4 Kommentare zu “Die besten Musikvideos | Juli-September 2009”

  1. Schick‘ gemacht, Markus! Mein Favorit war und ist ja das Flying Lotus Video…

    http://www.youtube.com/watch?v=0acXbjOp6e4

  2. Markus sagt:

    Hab ich im Februar verpennt – auch alle anderen irgendwie. Ist ja erst im September in den meisten Blogs verlinkt worden. Dennoch ist das natürlich ein ganz hervorragendes Video. Ich kann mich momentan an diesem Múm-Video aber noch weniger sattsehen. Das find ich wahrlich sensationell!

    Überhaupt: Seitdem es die HD-Funktion gibt, machen auch youtube und vimeo endlich richtig Spaß.
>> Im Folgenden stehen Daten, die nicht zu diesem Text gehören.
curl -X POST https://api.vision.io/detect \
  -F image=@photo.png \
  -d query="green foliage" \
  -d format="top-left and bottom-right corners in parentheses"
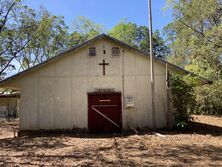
top-left (0, 0), bottom-right (32, 77)
top-left (109, 19), bottom-right (138, 47)
top-left (0, 1), bottom-right (69, 73)
top-left (68, 16), bottom-right (104, 47)
top-left (19, 7), bottom-right (69, 69)
top-left (170, 75), bottom-right (196, 128)
top-left (164, 0), bottom-right (222, 74)
top-left (165, 0), bottom-right (222, 115)
top-left (109, 19), bottom-right (170, 59)
top-left (195, 80), bottom-right (222, 115)
top-left (176, 120), bottom-right (187, 129)
top-left (0, 2), bottom-right (169, 78)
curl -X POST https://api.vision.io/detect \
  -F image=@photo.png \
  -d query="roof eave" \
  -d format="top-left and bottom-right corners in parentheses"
top-left (0, 34), bottom-right (212, 86)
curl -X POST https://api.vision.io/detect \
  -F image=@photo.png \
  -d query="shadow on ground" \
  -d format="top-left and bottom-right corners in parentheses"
top-left (12, 120), bottom-right (222, 139)
top-left (0, 134), bottom-right (221, 166)
top-left (153, 121), bottom-right (222, 137)
top-left (0, 117), bottom-right (222, 166)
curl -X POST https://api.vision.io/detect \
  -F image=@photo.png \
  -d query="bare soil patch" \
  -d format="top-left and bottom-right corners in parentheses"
top-left (0, 119), bottom-right (18, 139)
top-left (0, 115), bottom-right (222, 166)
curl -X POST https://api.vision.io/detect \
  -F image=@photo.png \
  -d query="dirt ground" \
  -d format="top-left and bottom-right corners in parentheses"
top-left (0, 115), bottom-right (222, 166)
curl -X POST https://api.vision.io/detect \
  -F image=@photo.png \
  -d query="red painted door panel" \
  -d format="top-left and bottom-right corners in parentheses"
top-left (88, 93), bottom-right (122, 133)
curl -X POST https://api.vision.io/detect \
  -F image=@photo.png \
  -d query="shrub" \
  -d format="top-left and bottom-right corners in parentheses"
top-left (195, 80), bottom-right (222, 115)
top-left (170, 75), bottom-right (196, 129)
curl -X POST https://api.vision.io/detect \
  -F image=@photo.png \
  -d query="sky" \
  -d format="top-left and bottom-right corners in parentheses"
top-left (8, 0), bottom-right (173, 76)
top-left (23, 0), bottom-right (173, 32)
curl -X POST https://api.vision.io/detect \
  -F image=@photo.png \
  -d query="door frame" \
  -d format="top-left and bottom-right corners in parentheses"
top-left (87, 92), bottom-right (122, 132)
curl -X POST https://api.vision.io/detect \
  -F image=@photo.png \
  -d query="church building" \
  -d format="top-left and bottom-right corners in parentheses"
top-left (0, 34), bottom-right (210, 133)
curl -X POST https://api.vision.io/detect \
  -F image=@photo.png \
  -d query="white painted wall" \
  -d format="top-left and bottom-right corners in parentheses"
top-left (13, 38), bottom-right (168, 130)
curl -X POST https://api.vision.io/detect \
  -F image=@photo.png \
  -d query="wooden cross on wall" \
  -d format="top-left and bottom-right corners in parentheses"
top-left (99, 59), bottom-right (109, 76)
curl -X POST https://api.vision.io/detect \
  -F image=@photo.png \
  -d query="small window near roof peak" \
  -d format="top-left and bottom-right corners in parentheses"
top-left (88, 47), bottom-right (96, 56)
top-left (112, 47), bottom-right (120, 57)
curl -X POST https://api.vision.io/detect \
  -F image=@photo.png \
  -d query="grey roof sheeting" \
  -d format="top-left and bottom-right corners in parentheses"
top-left (0, 34), bottom-right (212, 85)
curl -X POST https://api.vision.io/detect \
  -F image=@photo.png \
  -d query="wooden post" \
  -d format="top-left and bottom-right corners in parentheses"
top-left (7, 93), bottom-right (9, 120)
top-left (148, 0), bottom-right (156, 130)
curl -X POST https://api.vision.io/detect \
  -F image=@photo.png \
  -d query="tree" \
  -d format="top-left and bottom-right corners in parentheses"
top-left (109, 19), bottom-right (138, 47)
top-left (139, 28), bottom-right (170, 59)
top-left (17, 7), bottom-right (68, 70)
top-left (164, 0), bottom-right (222, 79)
top-left (109, 19), bottom-right (170, 59)
top-left (0, 1), bottom-right (68, 75)
top-left (164, 0), bottom-right (222, 114)
top-left (68, 16), bottom-right (104, 47)
top-left (0, 0), bottom-right (32, 77)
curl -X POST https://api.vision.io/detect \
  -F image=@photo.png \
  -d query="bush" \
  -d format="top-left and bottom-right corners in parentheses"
top-left (170, 75), bottom-right (196, 129)
top-left (195, 80), bottom-right (222, 115)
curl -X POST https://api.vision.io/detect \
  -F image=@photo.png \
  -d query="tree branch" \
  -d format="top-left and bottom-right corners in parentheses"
top-left (0, 47), bottom-right (10, 56)
top-left (178, 18), bottom-right (207, 38)
top-left (0, 1), bottom-right (16, 33)
top-left (177, 17), bottom-right (222, 48)
top-left (0, 38), bottom-right (30, 75)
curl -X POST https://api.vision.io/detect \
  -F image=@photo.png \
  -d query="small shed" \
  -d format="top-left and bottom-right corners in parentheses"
top-left (0, 89), bottom-right (20, 118)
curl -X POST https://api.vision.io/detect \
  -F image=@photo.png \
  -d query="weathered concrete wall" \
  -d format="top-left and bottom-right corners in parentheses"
top-left (17, 38), bottom-right (167, 130)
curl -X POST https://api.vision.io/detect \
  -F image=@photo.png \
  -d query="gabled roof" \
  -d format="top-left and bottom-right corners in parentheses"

  3. […] Während Massive Attack eine alte Dame ihre Pornokarriere Revue passieren lassen und dabei ein durchaus stimmiges Portrait zeichnen, was aber so weit vom eigentlichen Song wegführt, dass sie damit gleich die Kategorie „Musikvideo“ hinter sich lassen (Achtung: Video enthält explizite Szenen) und Flaming Lips-Oberhaupt Wayne Coyne sich an Geburtsszenen und einer Wagenladung Nudisten erfreut (ebenso hier: Geschlechtsteile im Bild), kommt unsere Selektion der Monate Oktober bis Dezember ganz ohne konstruierte Sex-Elemente aus. Hier befinden sich übrigens unsere anderen Quartalsfavoriten: Januar bis März, April bis Juni und Juli bis September. […]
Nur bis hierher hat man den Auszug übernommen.